마약류관리에관한법률위반(향정)등
The defendant's appeal is dismissed.
1. The sentence imposed by the lower court (two years and six months of imprisonment, and one hundred thousand won of collection) is too unreasonable.
2. The fact that the defendant recognized his mistake and reflected his mistake, and that the amount of damage to the crime of causing property damage is not so significant is favorable to the defendant.

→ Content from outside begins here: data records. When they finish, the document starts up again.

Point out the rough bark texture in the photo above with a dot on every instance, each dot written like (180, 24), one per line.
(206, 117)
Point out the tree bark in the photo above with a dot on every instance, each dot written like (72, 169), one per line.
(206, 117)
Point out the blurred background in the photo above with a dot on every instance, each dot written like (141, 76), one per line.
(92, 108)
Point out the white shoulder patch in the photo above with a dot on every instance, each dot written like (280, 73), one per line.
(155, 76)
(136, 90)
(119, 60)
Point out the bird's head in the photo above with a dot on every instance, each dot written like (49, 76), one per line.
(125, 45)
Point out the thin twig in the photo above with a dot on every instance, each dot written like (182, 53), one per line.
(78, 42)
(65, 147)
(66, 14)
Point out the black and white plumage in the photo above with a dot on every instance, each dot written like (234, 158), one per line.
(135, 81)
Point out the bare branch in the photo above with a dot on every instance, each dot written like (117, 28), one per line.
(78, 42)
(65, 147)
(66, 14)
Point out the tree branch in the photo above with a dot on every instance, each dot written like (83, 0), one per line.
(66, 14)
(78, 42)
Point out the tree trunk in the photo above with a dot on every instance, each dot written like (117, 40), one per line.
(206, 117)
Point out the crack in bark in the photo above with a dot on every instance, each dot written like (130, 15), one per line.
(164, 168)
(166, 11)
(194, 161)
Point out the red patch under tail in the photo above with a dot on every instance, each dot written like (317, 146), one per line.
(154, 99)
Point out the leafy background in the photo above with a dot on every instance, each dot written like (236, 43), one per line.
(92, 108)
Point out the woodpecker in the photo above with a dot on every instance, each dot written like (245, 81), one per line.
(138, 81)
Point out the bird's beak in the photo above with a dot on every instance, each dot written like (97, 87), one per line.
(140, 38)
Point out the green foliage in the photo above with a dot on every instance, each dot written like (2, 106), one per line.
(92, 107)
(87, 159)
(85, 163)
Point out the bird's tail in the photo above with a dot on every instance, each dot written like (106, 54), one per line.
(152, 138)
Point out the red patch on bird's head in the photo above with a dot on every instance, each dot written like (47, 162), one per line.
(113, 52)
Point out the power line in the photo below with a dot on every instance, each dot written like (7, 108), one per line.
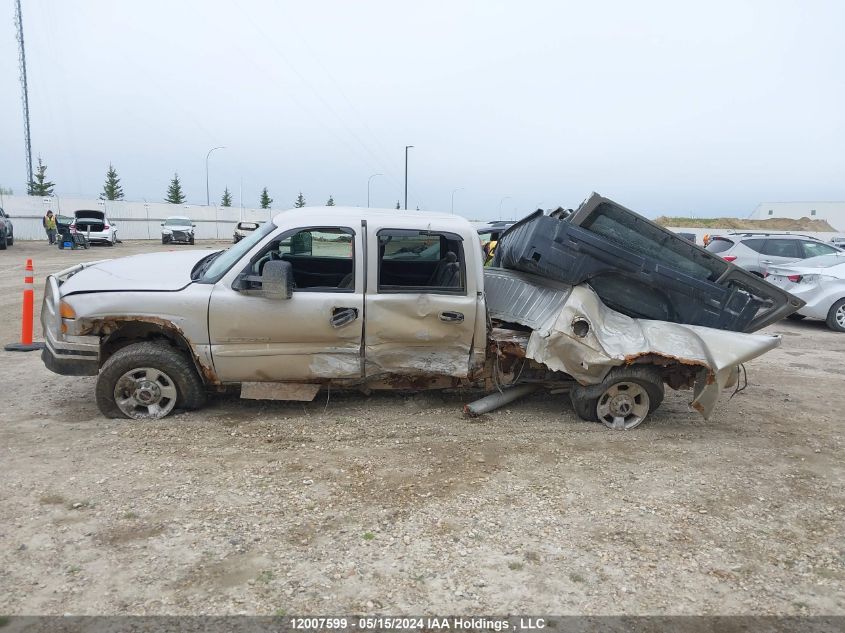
(24, 90)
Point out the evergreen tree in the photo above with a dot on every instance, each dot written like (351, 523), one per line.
(174, 191)
(265, 199)
(112, 189)
(40, 186)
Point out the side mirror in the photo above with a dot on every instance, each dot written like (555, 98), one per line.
(277, 279)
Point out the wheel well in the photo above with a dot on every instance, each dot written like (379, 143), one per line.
(130, 332)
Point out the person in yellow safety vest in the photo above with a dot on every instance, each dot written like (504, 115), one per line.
(49, 223)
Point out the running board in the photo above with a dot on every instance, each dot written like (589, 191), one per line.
(302, 392)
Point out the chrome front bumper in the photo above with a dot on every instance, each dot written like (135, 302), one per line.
(64, 354)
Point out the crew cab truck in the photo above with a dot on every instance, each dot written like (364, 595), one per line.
(336, 297)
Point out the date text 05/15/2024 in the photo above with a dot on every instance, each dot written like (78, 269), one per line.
(382, 623)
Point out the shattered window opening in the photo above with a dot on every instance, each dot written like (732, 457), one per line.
(420, 261)
(322, 258)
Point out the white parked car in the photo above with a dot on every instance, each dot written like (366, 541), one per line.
(820, 281)
(95, 226)
(177, 229)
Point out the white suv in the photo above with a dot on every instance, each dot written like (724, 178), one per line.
(755, 252)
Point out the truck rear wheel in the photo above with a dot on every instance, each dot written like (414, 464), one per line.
(147, 381)
(623, 400)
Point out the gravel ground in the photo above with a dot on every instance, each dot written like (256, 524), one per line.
(398, 504)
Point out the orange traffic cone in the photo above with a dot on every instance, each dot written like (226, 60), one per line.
(26, 344)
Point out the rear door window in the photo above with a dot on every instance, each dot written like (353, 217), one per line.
(420, 261)
(755, 244)
(781, 248)
(814, 249)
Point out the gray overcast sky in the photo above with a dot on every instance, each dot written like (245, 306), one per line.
(668, 107)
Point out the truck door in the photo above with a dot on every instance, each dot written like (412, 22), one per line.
(314, 334)
(420, 304)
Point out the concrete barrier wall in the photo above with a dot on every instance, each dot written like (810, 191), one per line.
(700, 233)
(142, 220)
(134, 220)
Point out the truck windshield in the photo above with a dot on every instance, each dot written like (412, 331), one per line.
(226, 259)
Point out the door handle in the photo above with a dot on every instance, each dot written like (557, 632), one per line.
(452, 317)
(343, 316)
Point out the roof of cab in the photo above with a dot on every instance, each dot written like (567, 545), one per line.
(392, 218)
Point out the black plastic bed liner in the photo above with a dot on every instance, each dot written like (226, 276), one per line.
(641, 269)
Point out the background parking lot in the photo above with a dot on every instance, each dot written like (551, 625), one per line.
(398, 504)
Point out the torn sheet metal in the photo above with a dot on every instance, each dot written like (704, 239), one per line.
(279, 391)
(586, 339)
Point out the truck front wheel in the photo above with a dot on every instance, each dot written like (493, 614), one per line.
(623, 400)
(147, 381)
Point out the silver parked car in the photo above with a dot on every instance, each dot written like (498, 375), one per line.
(756, 252)
(242, 229)
(177, 229)
(820, 281)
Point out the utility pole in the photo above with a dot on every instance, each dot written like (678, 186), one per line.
(24, 91)
(369, 180)
(407, 147)
(207, 195)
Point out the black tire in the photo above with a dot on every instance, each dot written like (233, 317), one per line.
(157, 355)
(834, 323)
(585, 400)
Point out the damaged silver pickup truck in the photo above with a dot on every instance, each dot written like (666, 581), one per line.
(357, 298)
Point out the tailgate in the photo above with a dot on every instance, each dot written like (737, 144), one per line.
(642, 269)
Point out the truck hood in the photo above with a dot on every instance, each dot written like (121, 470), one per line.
(166, 272)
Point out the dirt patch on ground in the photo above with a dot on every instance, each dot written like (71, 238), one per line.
(398, 504)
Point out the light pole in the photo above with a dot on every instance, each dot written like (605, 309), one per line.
(207, 194)
(407, 147)
(369, 180)
(500, 205)
(452, 204)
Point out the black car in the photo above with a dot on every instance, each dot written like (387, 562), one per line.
(7, 231)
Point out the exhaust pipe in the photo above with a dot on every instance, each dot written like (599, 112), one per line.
(499, 399)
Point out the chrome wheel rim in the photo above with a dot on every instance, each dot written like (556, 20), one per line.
(623, 406)
(145, 393)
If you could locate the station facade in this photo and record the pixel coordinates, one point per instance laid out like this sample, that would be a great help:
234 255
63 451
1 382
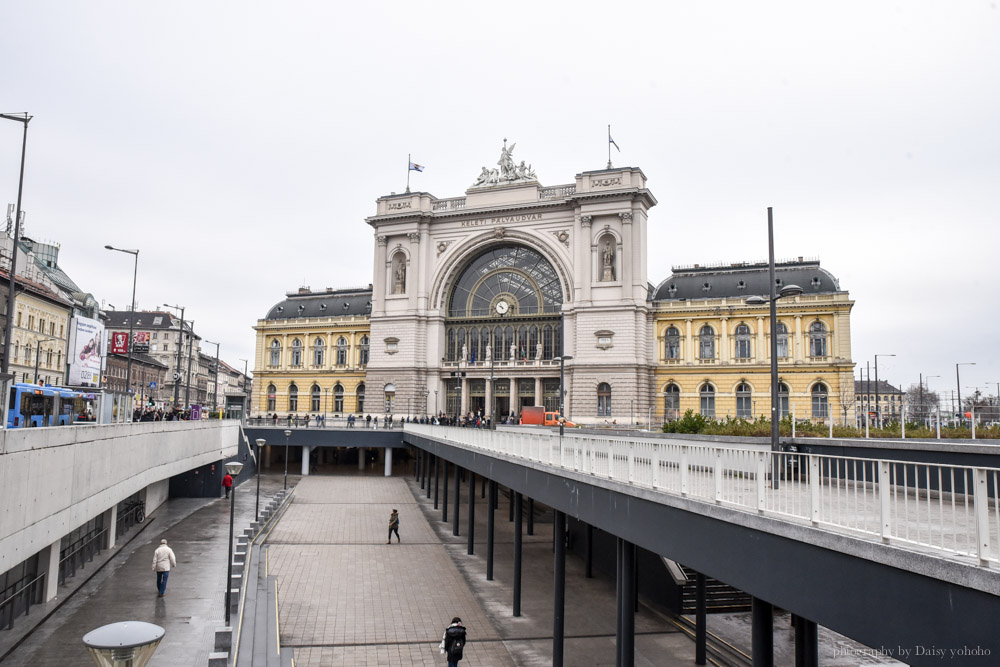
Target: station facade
492 298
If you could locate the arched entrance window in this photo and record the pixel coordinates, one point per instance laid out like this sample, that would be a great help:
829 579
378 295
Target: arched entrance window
707 400
671 402
604 400
744 401
820 401
338 398
742 341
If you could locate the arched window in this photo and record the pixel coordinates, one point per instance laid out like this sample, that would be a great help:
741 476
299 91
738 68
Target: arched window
364 351
707 396
604 400
672 402
817 339
706 343
744 401
782 341
338 398
673 344
821 404
742 342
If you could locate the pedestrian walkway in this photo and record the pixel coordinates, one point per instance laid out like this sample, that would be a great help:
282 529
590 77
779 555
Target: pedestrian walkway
125 588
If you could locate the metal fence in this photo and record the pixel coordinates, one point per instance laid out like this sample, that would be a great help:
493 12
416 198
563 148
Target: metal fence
935 508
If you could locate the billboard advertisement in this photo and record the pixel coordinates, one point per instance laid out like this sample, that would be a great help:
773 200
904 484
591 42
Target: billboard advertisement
86 344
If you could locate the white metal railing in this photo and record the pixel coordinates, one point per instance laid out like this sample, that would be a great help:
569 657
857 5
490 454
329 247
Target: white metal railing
943 509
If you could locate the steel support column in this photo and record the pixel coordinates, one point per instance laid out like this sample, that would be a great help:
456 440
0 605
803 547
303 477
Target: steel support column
490 525
763 633
559 596
517 554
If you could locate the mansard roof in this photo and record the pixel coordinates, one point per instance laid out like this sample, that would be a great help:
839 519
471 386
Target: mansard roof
743 279
329 303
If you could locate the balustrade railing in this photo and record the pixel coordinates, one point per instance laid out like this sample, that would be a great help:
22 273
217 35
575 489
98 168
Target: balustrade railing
937 508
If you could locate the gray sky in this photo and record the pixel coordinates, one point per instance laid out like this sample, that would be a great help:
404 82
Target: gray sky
240 146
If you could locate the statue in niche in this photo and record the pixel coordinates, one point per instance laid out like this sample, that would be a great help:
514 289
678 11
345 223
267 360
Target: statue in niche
608 261
399 287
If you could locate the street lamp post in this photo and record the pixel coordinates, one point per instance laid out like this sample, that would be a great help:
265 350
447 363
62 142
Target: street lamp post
772 300
260 443
131 317
878 407
9 324
562 390
287 434
233 468
180 346
958 385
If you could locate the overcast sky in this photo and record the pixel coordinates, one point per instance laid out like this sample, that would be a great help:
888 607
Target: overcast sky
240 146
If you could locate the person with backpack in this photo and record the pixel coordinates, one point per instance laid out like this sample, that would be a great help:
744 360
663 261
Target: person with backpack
453 642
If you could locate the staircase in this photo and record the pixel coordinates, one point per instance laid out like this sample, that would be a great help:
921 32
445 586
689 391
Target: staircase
720 598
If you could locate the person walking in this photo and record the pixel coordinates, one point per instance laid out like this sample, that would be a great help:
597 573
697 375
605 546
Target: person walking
393 526
163 560
453 642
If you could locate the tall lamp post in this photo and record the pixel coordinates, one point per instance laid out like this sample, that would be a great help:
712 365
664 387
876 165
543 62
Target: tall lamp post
878 407
131 317
562 391
772 300
9 325
287 434
260 443
958 386
233 468
180 347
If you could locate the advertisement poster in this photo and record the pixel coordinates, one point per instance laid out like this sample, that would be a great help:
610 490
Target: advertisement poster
86 343
119 342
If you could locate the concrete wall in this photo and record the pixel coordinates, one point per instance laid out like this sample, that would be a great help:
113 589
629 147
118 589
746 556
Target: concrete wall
55 479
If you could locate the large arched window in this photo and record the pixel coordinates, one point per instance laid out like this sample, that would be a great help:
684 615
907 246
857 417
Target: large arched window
744 401
338 398
363 358
820 401
742 341
817 339
782 341
706 343
671 402
604 400
673 344
707 396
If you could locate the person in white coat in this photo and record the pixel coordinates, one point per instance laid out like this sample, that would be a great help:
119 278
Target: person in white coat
163 560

However, in light of the fact that the Defendant was punished several times as well as the suspension of the execution of imprisonment with prison labor due to the crime related to narcotics, in particular, the Defendant administered phiphones and marijuana in the repeated crime period due to the crime related to narcotics, possessed phiphones and marijuana, damaged the victim’s property by investing in the telephones, and assaulted the victim’s property by driving a motor vehicle, which is an object dangerous to the victim, and the license was revoked in 2014, and the crime is not very good; the Defendant did not recover from damage to the victim and did not agree with the victim; the Defendant’s age, character and conduct, motive, means and consequence of the crime, and other various circumstances that are the conditions for sentencing, such as the circumstances after the crime, etc., the lower court’s sentence is too unreasonable.
Therefore, the defendant's above assertion is without merit.
3. In conclusion, the defendant's appeal is dismissed in accordance with Article 364 (4) of the Criminal Procedure Act on the ground that it is without merit. It is so decided as per Disposition.